Indications from the El Paso shooter's online essay are that he came to the border fearing something like this:
[Photo: Still from the film World War Z. If this is what a young man pictures when he thinks of a wall at our southern border, what is the rational, heroic thing for him to do?]
I'd be scared, too, given the narrative of hordes of "murderers, drug dealers, rapists" from "s---hole countries" who are "invading" our Southern Border in a "caravan" of "tens of thousands."
As the El Paso shooter reportedly wrote, this nightmare scenario long pre-dates the President. It's a narrative called The Passing of the Great Race, bestseller by Madison Grant in 1916, an idea now called "White Genocide." [See "White Nationalist Changes His Mind: Heart Came First" in my blog (12/28/2018] Before that, when Lincoln was a candidate for President, the "Know - Nothing Party" saw immigrants from Roman Catholic countries as the same kind of threat. An even older narrative lies behind all of these, the one we heard in the chant at Charlottesville, "Jews will not replace us." According to that narrative, Karl Marx and other Jews use political liberalism to open borders and dilute the "great race." That was the narrative behind the mass shooter at the Tree of Life Synagogue last year.
The President is right to connect the El Paso crime to video games. Some teach us it's okay to target Zombies or Nazis because they're so dangerous, they don't count as human. Mowing them down gets likes and laughs. For the same reason, I and the audience at a showing of Tarantino's latest movie laughed at horrific violence visited upon Nazis and zombie - like cultists.
When the President asked what he can do about the "invasion" at a rally in March, someone said, "Shoot them." The audience laughed; the President quipped, "Only in the Panhandle" to more laughs and cheers. That's not the reaction of insane people or haters; it's the reaction of decent, sane people coming together in a pep rally to face something that frightens them.

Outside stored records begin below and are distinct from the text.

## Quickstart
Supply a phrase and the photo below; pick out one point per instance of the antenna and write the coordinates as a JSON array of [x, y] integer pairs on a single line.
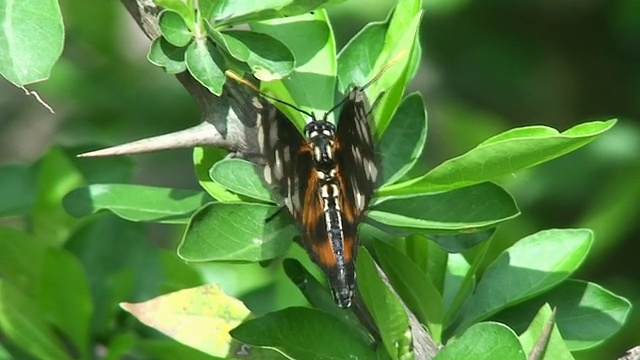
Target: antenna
[[242, 81], [365, 86]]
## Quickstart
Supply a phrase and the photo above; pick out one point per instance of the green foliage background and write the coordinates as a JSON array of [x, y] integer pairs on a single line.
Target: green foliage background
[[487, 67]]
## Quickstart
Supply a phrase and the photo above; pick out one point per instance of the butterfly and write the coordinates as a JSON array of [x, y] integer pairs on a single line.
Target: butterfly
[[325, 178]]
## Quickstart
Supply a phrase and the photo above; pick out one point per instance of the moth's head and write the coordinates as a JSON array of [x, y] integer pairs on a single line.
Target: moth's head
[[321, 135]]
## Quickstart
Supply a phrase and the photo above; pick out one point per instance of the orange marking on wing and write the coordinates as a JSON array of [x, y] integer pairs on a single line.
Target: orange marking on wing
[[311, 209], [348, 209], [324, 254], [348, 247]]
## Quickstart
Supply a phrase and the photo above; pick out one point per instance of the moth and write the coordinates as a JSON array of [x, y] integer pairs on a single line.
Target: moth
[[325, 178]]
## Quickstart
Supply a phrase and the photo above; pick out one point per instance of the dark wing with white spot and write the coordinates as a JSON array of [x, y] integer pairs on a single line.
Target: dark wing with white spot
[[355, 155], [288, 165]]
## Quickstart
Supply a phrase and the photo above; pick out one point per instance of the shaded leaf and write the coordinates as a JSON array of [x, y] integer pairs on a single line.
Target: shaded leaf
[[484, 341], [554, 347], [63, 275], [23, 323], [268, 58], [415, 288], [205, 63], [383, 305], [587, 314], [470, 209], [302, 333], [31, 39], [170, 57], [57, 176], [236, 232], [506, 153], [311, 85], [204, 158], [174, 29], [319, 297], [135, 202], [17, 189], [241, 177], [403, 141]]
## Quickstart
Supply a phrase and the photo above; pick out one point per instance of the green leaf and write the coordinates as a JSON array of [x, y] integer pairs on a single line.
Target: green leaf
[[383, 305], [23, 323], [57, 176], [587, 314], [268, 58], [400, 39], [484, 341], [311, 85], [63, 276], [135, 202], [320, 298], [204, 158], [506, 153], [456, 243], [403, 141], [531, 266], [31, 39], [457, 269], [414, 287], [184, 8], [301, 333], [21, 260], [472, 208], [200, 317], [174, 29], [555, 348], [120, 263], [205, 63], [17, 189], [231, 12], [236, 232], [169, 57], [357, 60], [241, 177]]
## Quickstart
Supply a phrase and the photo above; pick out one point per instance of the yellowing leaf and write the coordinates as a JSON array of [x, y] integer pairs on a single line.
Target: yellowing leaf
[[199, 317]]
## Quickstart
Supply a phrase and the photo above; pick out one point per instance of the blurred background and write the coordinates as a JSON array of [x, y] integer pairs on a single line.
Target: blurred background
[[486, 67]]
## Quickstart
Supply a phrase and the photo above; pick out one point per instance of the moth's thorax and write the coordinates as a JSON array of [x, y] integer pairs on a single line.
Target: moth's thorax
[[321, 135]]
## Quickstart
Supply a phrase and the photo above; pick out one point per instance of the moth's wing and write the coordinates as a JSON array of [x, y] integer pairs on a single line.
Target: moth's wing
[[355, 155], [289, 167]]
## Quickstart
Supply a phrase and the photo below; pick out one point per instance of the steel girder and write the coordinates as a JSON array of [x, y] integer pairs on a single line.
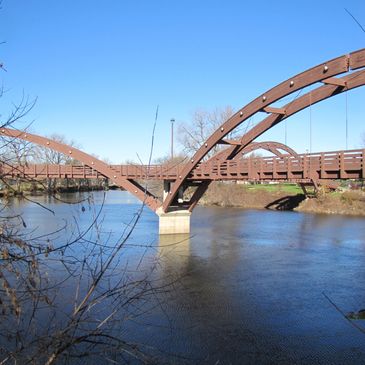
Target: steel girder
[[323, 72], [128, 184]]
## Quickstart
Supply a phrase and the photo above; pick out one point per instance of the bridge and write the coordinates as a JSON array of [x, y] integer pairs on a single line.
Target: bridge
[[329, 78]]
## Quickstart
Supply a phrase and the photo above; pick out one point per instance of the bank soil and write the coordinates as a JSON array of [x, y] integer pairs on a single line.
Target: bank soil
[[284, 197]]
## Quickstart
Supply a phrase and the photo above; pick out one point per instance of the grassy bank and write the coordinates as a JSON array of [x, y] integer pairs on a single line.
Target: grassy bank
[[284, 197]]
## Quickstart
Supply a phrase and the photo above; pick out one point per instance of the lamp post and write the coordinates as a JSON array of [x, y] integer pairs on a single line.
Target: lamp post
[[172, 120]]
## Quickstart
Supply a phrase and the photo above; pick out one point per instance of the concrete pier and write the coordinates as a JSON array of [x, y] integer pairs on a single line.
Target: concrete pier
[[174, 222]]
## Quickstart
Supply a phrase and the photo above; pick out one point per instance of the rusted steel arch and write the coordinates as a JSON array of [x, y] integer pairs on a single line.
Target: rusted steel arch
[[315, 96], [130, 185], [322, 72], [270, 146]]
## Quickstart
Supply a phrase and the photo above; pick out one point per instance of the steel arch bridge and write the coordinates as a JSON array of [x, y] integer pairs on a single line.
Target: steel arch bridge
[[330, 78]]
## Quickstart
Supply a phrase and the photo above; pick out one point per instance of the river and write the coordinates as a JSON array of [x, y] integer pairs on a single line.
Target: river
[[245, 287]]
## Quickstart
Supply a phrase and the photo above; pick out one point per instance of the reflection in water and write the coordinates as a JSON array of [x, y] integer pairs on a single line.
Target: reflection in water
[[244, 287]]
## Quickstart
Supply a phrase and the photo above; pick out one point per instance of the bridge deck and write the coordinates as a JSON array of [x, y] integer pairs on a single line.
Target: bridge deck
[[325, 165]]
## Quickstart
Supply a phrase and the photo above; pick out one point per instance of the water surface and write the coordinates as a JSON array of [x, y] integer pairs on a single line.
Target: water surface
[[245, 286]]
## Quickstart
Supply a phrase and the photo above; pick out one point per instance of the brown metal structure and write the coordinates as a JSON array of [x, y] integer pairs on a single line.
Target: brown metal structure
[[227, 165], [270, 146], [126, 183], [300, 168], [324, 73]]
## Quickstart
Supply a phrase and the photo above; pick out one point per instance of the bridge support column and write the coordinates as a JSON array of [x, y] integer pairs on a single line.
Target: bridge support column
[[174, 222]]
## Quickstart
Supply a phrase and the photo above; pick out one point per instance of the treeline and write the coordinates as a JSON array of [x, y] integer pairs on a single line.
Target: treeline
[[16, 152]]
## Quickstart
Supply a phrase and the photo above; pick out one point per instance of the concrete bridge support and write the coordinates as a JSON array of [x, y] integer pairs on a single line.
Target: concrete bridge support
[[176, 220]]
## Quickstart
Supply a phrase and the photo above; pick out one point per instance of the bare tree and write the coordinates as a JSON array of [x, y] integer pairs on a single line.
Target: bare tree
[[193, 135]]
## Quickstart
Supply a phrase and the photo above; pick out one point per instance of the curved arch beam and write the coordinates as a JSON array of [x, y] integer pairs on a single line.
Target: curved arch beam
[[98, 165], [270, 146], [352, 81], [323, 71]]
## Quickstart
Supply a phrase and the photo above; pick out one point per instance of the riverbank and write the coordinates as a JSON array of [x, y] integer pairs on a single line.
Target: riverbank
[[284, 197]]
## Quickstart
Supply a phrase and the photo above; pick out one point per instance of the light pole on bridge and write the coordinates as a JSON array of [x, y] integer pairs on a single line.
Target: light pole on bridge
[[172, 120]]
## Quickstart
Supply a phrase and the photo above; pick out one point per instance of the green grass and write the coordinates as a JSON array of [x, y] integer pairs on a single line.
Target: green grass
[[287, 188]]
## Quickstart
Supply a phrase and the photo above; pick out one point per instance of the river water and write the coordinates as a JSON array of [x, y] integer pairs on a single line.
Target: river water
[[245, 287]]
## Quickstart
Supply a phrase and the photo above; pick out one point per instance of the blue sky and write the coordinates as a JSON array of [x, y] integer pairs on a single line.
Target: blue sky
[[100, 68]]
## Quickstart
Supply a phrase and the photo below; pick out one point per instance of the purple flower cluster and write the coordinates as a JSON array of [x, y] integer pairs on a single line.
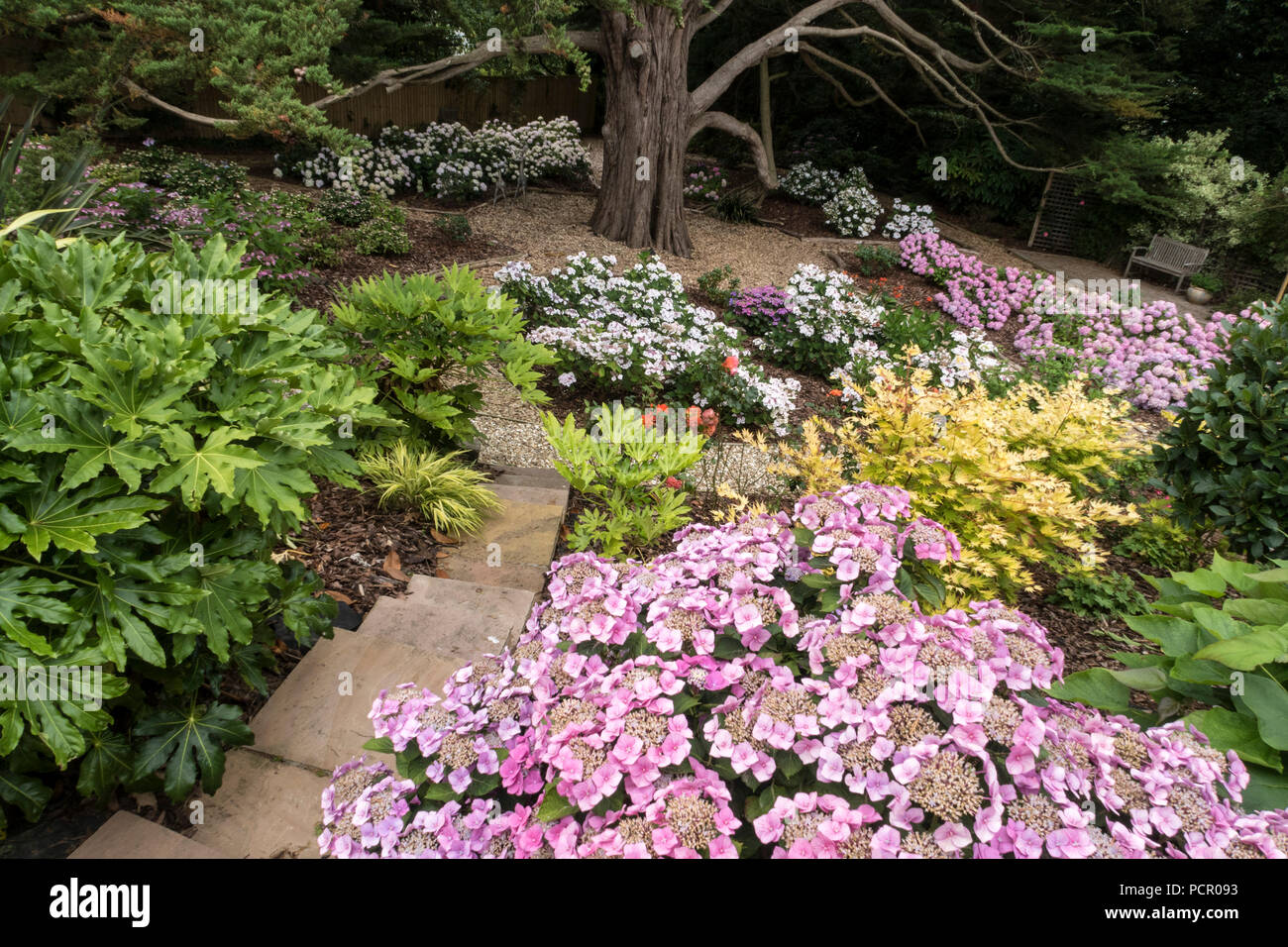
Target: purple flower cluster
[[768, 689], [760, 307], [974, 294], [1154, 355]]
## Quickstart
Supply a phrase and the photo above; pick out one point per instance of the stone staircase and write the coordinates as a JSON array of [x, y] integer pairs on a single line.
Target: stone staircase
[[269, 802]]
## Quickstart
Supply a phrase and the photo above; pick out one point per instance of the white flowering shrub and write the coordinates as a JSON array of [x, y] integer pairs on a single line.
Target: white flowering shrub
[[906, 219], [823, 320], [853, 211], [966, 357], [450, 159], [636, 335], [809, 184]]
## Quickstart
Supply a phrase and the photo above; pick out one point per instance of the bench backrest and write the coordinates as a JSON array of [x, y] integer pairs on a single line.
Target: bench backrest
[[1173, 253]]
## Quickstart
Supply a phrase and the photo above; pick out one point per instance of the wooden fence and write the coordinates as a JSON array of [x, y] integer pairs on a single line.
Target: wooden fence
[[468, 102]]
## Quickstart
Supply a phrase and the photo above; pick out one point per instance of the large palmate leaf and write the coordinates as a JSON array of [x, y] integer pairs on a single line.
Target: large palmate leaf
[[59, 702], [80, 431], [214, 464], [71, 519], [273, 488], [26, 595], [181, 742]]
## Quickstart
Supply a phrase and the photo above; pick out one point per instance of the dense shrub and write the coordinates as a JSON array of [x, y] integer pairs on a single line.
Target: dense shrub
[[627, 470], [449, 159], [1225, 460], [768, 689], [154, 447], [1223, 633], [1012, 476], [407, 333], [382, 236], [349, 206], [636, 335], [191, 175]]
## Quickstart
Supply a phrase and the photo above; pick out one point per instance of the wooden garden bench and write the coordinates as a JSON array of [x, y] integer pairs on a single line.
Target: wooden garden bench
[[1170, 257]]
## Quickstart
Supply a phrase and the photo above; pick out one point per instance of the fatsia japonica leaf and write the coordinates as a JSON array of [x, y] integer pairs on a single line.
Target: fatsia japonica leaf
[[80, 431], [25, 791], [27, 595], [108, 762], [213, 464], [71, 519], [184, 741]]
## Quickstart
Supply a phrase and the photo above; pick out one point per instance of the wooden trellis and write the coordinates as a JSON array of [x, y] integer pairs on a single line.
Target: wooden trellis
[[1057, 215]]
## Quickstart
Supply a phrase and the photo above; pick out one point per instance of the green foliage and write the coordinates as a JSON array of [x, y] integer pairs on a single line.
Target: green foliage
[[719, 285], [622, 466], [407, 333], [876, 260], [1096, 596], [25, 182], [737, 208], [1224, 639], [183, 171], [1225, 460], [153, 457], [382, 237], [352, 208], [455, 227], [449, 495], [1158, 540]]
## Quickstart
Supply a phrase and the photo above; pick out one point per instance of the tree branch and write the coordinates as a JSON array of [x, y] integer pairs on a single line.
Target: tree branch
[[870, 80], [725, 123], [394, 78], [209, 120], [711, 16]]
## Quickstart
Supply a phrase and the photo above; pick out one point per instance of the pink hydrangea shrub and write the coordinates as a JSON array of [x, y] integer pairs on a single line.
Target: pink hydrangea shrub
[[772, 689]]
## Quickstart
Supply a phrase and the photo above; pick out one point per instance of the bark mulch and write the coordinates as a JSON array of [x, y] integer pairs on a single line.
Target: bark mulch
[[430, 252], [361, 551]]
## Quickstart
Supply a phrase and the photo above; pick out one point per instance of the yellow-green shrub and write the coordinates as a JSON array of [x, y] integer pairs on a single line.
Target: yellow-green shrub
[[1010, 475]]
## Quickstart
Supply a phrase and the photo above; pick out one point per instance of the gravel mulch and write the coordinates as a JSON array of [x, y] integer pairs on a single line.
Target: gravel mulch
[[361, 551]]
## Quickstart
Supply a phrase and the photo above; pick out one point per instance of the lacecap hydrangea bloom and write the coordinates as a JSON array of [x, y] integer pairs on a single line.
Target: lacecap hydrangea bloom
[[773, 688]]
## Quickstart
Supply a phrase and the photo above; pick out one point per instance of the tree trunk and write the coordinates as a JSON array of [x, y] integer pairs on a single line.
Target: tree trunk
[[645, 131]]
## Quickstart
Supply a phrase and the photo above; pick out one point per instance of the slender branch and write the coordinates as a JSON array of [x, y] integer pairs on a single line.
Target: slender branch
[[870, 80], [394, 78], [140, 91], [725, 123], [711, 16]]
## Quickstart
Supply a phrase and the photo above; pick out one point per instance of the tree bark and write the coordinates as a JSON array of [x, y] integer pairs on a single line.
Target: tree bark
[[645, 129]]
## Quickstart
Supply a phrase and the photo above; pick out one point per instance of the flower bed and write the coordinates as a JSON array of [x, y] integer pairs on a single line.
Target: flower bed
[[449, 159], [769, 690], [1154, 355], [636, 335]]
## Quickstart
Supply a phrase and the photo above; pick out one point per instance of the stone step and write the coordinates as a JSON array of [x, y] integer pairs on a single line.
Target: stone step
[[318, 715], [515, 544], [532, 476], [127, 835], [266, 808]]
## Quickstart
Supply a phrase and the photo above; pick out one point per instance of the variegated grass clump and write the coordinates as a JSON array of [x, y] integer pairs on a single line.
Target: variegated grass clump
[[446, 492]]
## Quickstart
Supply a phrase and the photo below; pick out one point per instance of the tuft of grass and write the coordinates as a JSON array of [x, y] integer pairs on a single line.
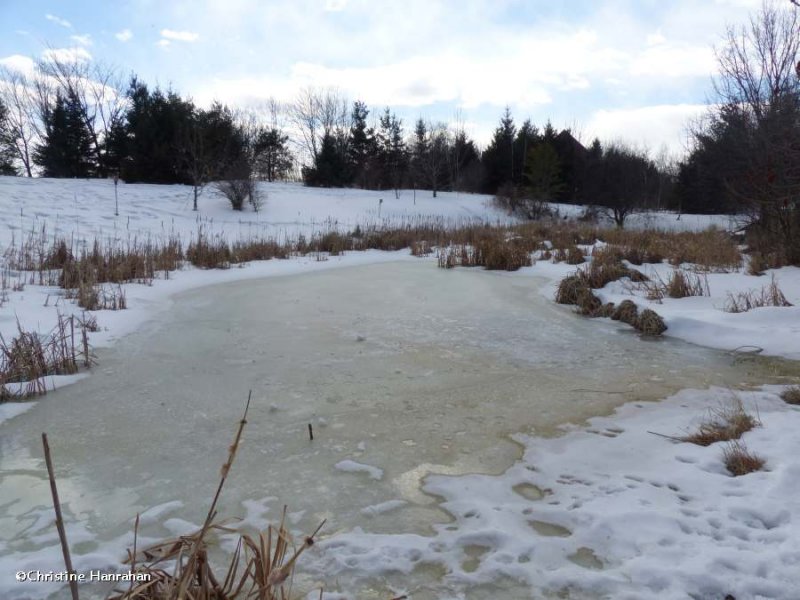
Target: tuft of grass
[[679, 285], [28, 358], [791, 395], [770, 295], [261, 567], [725, 423], [627, 312], [650, 322], [739, 460]]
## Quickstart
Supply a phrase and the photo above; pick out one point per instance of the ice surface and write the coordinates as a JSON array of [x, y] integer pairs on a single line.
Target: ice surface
[[452, 363]]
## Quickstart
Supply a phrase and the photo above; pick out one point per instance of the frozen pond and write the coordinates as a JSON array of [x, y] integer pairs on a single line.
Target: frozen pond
[[402, 367]]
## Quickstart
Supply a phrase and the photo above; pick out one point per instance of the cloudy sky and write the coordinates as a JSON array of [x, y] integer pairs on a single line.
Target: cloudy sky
[[629, 69]]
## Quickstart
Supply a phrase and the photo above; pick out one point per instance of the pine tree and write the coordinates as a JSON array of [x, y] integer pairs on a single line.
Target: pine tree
[[361, 145], [7, 148], [392, 155], [498, 158], [527, 138], [419, 153], [66, 150]]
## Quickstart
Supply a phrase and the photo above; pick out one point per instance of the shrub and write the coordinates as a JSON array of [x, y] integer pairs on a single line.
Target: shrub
[[238, 191], [791, 395]]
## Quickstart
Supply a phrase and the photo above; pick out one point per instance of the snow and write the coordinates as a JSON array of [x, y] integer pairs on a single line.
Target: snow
[[351, 466], [608, 509], [623, 514], [702, 319]]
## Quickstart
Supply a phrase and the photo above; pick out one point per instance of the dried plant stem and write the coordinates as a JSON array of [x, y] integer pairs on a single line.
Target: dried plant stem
[[62, 534]]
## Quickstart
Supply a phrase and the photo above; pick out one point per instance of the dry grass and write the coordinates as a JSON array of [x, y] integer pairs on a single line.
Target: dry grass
[[725, 423], [650, 323], [29, 357], [708, 251], [627, 312], [791, 395], [770, 295], [679, 285], [261, 567], [739, 460]]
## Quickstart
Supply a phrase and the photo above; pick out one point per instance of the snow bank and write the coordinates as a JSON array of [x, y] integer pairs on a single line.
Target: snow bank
[[614, 511]]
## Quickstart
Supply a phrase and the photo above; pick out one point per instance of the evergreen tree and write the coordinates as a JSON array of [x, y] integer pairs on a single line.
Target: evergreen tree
[[7, 147], [158, 125], [498, 158], [273, 160], [66, 150], [330, 167], [362, 145], [419, 153], [391, 151], [543, 172], [527, 138]]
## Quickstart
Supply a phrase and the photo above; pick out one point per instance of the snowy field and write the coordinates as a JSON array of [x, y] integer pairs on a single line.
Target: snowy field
[[608, 510]]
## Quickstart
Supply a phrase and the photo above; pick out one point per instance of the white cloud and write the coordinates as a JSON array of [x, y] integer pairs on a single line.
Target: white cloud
[[76, 54], [124, 36], [19, 63], [83, 40], [672, 60], [648, 126], [179, 36], [499, 73], [58, 21], [654, 39]]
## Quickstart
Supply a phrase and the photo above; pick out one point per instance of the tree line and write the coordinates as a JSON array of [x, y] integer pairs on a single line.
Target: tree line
[[72, 118]]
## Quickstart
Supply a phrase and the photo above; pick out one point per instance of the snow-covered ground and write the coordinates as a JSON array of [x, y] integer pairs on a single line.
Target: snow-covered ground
[[622, 513], [611, 510]]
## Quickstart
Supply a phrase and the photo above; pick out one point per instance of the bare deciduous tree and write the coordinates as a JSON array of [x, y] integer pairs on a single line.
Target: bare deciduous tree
[[97, 87], [18, 96], [316, 114], [759, 87]]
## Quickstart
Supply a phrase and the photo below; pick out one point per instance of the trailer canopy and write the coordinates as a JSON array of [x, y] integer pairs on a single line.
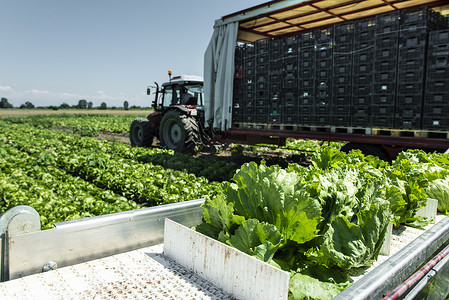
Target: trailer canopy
[[276, 19]]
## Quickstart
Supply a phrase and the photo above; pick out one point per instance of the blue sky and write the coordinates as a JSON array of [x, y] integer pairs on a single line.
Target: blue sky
[[55, 51]]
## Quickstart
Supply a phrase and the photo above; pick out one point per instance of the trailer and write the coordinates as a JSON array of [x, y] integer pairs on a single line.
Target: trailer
[[370, 73], [152, 253]]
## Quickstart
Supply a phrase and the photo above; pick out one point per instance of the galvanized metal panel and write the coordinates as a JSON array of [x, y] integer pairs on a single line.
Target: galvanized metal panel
[[87, 239], [235, 272]]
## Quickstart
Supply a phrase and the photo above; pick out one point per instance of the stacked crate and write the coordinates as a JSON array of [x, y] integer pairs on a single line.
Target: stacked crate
[[288, 111], [363, 72], [342, 73], [306, 79], [385, 69], [414, 30], [239, 86], [323, 76], [436, 105]]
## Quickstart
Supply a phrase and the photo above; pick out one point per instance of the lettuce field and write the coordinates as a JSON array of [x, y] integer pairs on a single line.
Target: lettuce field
[[318, 220]]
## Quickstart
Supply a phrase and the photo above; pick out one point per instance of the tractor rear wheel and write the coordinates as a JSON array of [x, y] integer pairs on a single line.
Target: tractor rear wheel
[[179, 132], [141, 133]]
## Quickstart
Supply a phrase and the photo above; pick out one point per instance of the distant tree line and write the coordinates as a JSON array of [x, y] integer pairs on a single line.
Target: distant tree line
[[82, 104]]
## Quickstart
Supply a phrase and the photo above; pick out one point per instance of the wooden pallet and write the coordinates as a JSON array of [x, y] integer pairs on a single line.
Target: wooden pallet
[[347, 130]]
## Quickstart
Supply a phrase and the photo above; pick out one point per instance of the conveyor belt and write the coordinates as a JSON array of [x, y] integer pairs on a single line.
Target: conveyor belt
[[140, 274]]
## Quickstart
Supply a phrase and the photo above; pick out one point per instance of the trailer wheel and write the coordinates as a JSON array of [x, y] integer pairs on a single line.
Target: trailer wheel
[[141, 133], [179, 132], [367, 149]]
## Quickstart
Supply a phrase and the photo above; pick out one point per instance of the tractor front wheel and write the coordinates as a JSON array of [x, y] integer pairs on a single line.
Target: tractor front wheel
[[179, 132], [141, 133]]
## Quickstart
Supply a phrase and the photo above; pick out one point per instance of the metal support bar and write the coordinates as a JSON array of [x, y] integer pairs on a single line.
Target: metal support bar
[[383, 279], [82, 240], [17, 220]]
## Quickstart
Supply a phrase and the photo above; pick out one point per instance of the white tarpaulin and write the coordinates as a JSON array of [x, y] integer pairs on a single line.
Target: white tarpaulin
[[219, 75]]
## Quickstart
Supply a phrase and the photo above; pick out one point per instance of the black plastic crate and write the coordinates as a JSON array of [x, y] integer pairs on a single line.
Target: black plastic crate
[[365, 29], [362, 89], [363, 78], [290, 64], [384, 87], [262, 46], [437, 110], [323, 36], [412, 52], [306, 92], [248, 118], [438, 60], [263, 68], [363, 68], [306, 101], [290, 80], [343, 68], [306, 82], [410, 88], [343, 121], [437, 74], [387, 41], [306, 54], [249, 62], [305, 64], [275, 86], [364, 57], [435, 123], [342, 48], [342, 59], [362, 100], [407, 123], [307, 40], [411, 76], [341, 110], [411, 64], [408, 112], [306, 110], [409, 39], [422, 15], [388, 23], [306, 120], [386, 54], [413, 99], [290, 46], [344, 33], [438, 86], [382, 121], [384, 99], [323, 74], [342, 80], [385, 76], [290, 118], [262, 82], [341, 99], [323, 110], [386, 65], [323, 120], [437, 98], [383, 110], [361, 121], [439, 37]]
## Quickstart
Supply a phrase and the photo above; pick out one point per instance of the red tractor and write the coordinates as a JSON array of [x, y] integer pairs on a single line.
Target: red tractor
[[178, 117]]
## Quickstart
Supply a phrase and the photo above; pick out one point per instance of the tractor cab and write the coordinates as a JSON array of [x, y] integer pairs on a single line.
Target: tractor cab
[[183, 90], [178, 116]]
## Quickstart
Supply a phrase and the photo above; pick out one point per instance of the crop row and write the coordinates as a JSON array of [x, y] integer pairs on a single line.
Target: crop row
[[105, 165], [57, 196]]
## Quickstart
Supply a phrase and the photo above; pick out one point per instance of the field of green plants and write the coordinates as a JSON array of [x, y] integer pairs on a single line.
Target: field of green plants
[[319, 221]]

The El Paso shooter, fearful of the imminent white genocide thinks of himself as a hero standing up for decent real humans against the Zombie Apocalypse. The foolish young man in the basement of the church in Charleston a few years ago said as much about himself, that someone had to stand up for the white race. The insanity isn't in the shooters; it's in the narrative. But let's not call that narrative anything cool like "pure evil" or "hate"; it's fear.